On-course conditions and tight mark roundings compounded the pressure across the fleet. Emirates Great Britain driver Giles Scott said the team “didn’t really get anything right” and described Sydney as a weekend where “when it rains, it pours.” Scott added that crews were “fighting potential contact today and getting locked up at marks,” a line that underlines the physical, congested racing that contributed to variable results and frustrated penalties or close calls for multiple teams.

The BONDS Flying Roos had been “in a good position even going into the last race” before their final heat unravelled, Slingsby’s account makes clear. Livesaildie called Sydney “a remarkable event for all the wrong reasons” for Australia’s three-time Rolex SailGP Champions, a rare reversal for a team that had become synonymous with consistent home-water finishes. Sailingworld noted the Australians will have to mine the weekend for lessons as the championship season continues.

AI-generated illustration
AI-generated illustration

Other fleet stories arrived in the wake of the upset. Sailingworld reported Mubadala Brazil finished the weekend seventh overall after steady mid-fleet placings, a promising result ahead of that team’s home debut next month.
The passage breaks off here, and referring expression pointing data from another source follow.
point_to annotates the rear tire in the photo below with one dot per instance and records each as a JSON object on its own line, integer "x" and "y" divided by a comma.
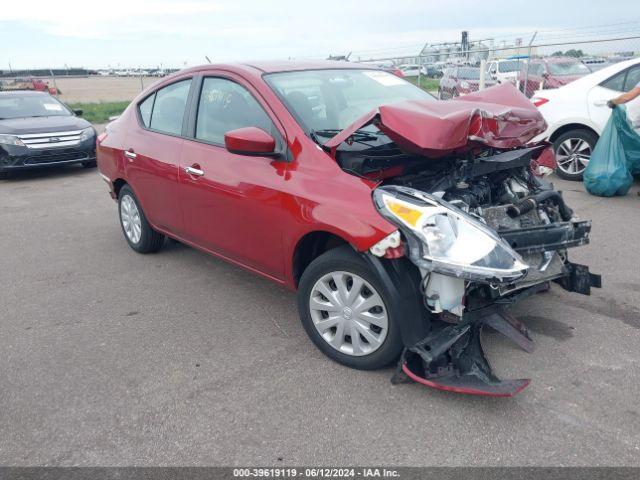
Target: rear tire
{"x": 378, "y": 341}
{"x": 135, "y": 227}
{"x": 570, "y": 148}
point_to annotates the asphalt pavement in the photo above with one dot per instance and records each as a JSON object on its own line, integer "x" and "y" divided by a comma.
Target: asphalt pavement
{"x": 108, "y": 357}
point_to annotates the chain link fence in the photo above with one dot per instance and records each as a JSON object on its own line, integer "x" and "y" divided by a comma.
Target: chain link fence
{"x": 533, "y": 63}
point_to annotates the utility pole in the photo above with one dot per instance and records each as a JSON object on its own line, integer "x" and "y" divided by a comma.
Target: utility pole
{"x": 526, "y": 74}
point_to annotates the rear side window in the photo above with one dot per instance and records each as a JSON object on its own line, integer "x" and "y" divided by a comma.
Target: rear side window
{"x": 168, "y": 108}
{"x": 224, "y": 105}
{"x": 633, "y": 78}
{"x": 616, "y": 82}
{"x": 146, "y": 108}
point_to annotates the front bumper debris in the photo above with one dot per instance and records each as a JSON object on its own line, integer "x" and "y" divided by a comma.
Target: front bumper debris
{"x": 451, "y": 358}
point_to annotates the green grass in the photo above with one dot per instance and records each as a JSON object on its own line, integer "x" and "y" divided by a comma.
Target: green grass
{"x": 99, "y": 112}
{"x": 428, "y": 84}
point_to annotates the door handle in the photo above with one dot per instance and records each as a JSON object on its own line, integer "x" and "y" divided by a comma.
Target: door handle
{"x": 196, "y": 172}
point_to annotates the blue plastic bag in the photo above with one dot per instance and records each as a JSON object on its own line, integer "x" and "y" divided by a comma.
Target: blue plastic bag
{"x": 615, "y": 156}
{"x": 630, "y": 140}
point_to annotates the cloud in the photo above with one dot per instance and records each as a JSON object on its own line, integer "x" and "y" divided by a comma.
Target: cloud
{"x": 72, "y": 18}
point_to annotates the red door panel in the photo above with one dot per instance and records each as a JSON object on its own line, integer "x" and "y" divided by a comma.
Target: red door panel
{"x": 153, "y": 175}
{"x": 235, "y": 207}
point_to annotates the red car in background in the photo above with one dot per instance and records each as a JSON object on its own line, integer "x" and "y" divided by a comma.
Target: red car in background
{"x": 456, "y": 81}
{"x": 405, "y": 224}
{"x": 550, "y": 72}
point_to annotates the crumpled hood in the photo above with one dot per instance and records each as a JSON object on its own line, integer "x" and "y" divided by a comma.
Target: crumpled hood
{"x": 499, "y": 117}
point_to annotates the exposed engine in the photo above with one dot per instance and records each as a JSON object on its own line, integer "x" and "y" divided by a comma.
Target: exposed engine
{"x": 477, "y": 231}
{"x": 523, "y": 229}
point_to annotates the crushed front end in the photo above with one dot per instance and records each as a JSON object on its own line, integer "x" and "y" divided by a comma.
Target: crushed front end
{"x": 480, "y": 228}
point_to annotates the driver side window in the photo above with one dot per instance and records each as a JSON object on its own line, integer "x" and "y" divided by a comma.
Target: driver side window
{"x": 225, "y": 105}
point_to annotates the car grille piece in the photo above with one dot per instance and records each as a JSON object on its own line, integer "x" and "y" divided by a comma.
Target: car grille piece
{"x": 51, "y": 140}
{"x": 64, "y": 156}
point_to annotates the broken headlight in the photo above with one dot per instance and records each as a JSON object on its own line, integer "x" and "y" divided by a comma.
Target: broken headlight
{"x": 444, "y": 239}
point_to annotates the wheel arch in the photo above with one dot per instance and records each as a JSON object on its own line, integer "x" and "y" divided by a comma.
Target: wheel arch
{"x": 310, "y": 246}
{"x": 571, "y": 126}
{"x": 118, "y": 183}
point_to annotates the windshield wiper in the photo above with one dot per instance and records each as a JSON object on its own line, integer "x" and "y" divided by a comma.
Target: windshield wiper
{"x": 332, "y": 132}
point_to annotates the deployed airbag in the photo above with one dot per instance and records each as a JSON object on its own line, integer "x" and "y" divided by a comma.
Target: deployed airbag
{"x": 499, "y": 117}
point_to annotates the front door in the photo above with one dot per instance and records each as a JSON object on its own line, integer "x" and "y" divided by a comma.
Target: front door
{"x": 152, "y": 155}
{"x": 232, "y": 205}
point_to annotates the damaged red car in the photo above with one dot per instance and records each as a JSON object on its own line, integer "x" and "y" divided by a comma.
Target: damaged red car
{"x": 405, "y": 224}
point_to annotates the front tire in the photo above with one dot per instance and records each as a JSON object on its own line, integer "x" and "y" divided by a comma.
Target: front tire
{"x": 135, "y": 227}
{"x": 346, "y": 311}
{"x": 573, "y": 151}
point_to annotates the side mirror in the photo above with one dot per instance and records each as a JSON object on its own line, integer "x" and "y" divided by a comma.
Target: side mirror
{"x": 250, "y": 141}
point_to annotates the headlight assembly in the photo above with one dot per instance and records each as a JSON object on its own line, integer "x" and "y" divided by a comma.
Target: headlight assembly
{"x": 87, "y": 133}
{"x": 444, "y": 239}
{"x": 11, "y": 140}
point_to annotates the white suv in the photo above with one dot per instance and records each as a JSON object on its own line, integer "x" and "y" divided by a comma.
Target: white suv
{"x": 505, "y": 71}
{"x": 577, "y": 113}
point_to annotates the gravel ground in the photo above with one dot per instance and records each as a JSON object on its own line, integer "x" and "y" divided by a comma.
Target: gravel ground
{"x": 108, "y": 357}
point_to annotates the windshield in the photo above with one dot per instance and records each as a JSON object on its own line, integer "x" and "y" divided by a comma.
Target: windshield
{"x": 469, "y": 73}
{"x": 18, "y": 106}
{"x": 568, "y": 68}
{"x": 511, "y": 66}
{"x": 334, "y": 99}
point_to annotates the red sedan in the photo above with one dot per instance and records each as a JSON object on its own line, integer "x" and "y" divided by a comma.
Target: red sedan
{"x": 383, "y": 207}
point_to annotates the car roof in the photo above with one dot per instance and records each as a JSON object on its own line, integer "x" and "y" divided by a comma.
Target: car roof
{"x": 274, "y": 66}
{"x": 21, "y": 93}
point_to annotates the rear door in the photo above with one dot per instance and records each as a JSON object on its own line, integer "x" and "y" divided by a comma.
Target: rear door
{"x": 152, "y": 154}
{"x": 234, "y": 207}
{"x": 610, "y": 88}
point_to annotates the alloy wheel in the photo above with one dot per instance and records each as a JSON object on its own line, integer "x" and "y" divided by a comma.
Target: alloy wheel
{"x": 130, "y": 218}
{"x": 572, "y": 155}
{"x": 349, "y": 313}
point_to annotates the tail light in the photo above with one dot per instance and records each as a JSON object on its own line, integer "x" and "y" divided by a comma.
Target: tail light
{"x": 538, "y": 101}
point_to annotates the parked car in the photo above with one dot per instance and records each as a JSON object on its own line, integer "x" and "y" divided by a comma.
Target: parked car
{"x": 505, "y": 71}
{"x": 550, "y": 72}
{"x": 431, "y": 71}
{"x": 409, "y": 70}
{"x": 37, "y": 130}
{"x": 577, "y": 113}
{"x": 404, "y": 223}
{"x": 458, "y": 81}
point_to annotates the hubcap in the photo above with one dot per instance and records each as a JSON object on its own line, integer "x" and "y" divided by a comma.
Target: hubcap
{"x": 348, "y": 313}
{"x": 130, "y": 218}
{"x": 573, "y": 155}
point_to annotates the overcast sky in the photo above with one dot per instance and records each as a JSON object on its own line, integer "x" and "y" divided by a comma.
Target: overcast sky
{"x": 131, "y": 33}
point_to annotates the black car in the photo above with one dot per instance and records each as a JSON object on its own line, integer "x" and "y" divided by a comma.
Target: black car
{"x": 37, "y": 130}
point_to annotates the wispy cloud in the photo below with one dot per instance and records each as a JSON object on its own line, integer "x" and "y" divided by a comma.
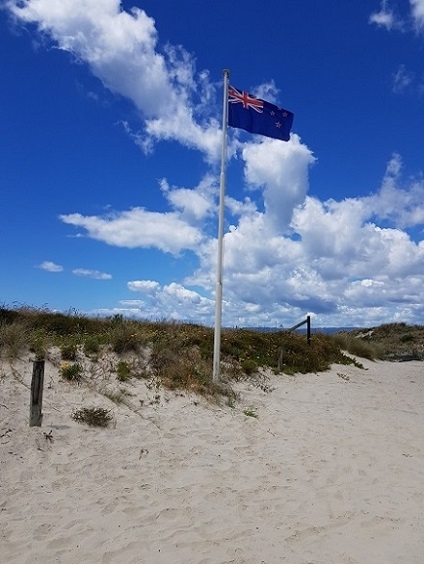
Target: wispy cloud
{"x": 95, "y": 274}
{"x": 402, "y": 79}
{"x": 50, "y": 266}
{"x": 122, "y": 50}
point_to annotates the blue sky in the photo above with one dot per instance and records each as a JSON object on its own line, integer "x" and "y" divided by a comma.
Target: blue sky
{"x": 110, "y": 137}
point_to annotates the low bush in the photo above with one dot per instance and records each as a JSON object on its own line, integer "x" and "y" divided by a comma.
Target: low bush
{"x": 93, "y": 416}
{"x": 71, "y": 372}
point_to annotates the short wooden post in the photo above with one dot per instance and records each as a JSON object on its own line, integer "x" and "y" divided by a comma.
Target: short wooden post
{"x": 37, "y": 383}
{"x": 308, "y": 329}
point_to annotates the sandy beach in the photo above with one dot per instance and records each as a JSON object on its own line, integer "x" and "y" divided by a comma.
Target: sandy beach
{"x": 310, "y": 469}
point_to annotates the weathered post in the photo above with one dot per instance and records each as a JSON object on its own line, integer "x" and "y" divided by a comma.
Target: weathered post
{"x": 36, "y": 404}
{"x": 308, "y": 329}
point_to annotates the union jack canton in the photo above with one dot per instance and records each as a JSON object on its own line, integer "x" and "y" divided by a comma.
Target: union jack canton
{"x": 252, "y": 114}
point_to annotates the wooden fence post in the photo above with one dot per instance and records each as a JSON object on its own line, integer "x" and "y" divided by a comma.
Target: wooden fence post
{"x": 36, "y": 404}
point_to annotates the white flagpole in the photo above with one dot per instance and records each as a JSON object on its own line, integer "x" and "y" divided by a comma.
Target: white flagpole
{"x": 218, "y": 294}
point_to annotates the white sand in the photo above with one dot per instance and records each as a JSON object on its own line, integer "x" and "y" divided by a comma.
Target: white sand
{"x": 330, "y": 472}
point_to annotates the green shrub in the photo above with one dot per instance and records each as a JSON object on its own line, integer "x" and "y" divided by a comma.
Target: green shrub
{"x": 93, "y": 416}
{"x": 68, "y": 350}
{"x": 249, "y": 366}
{"x": 13, "y": 338}
{"x": 91, "y": 345}
{"x": 123, "y": 371}
{"x": 71, "y": 372}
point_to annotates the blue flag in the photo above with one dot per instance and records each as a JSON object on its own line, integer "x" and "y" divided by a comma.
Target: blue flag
{"x": 258, "y": 116}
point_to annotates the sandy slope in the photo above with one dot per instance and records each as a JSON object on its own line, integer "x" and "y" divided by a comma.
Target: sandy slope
{"x": 330, "y": 471}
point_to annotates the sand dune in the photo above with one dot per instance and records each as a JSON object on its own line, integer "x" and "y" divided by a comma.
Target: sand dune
{"x": 330, "y": 471}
Offshore, spectators with team signs watched racing from Shark Island in images credited to Simon Bruty for SailGP, and SailGP’s technical-area caption listed race personnel in front of the Sydney Harbour Bridge on Race Day 2, including Anne Marie Rindom, Giles Scott, Phil Robertson, Taylor Canfield, Martine Grael, Tom Slingsby, Dylan Fletcher, Anna Barth, Sebastien Schneiter, Nicole van der Velden, and Nathan Outteridge.

Slingsby’s promise to review mistakes and Sail-world’s note that the squad will “take valuable learnings from the weekend as the championship season continues” closes a bruising chapter for the Flying Roos. Sitting second with 25 pts, they will need a clean set of races and sharper mark work to defend home pride and chase Emirates Great Britain’s 28-point lead.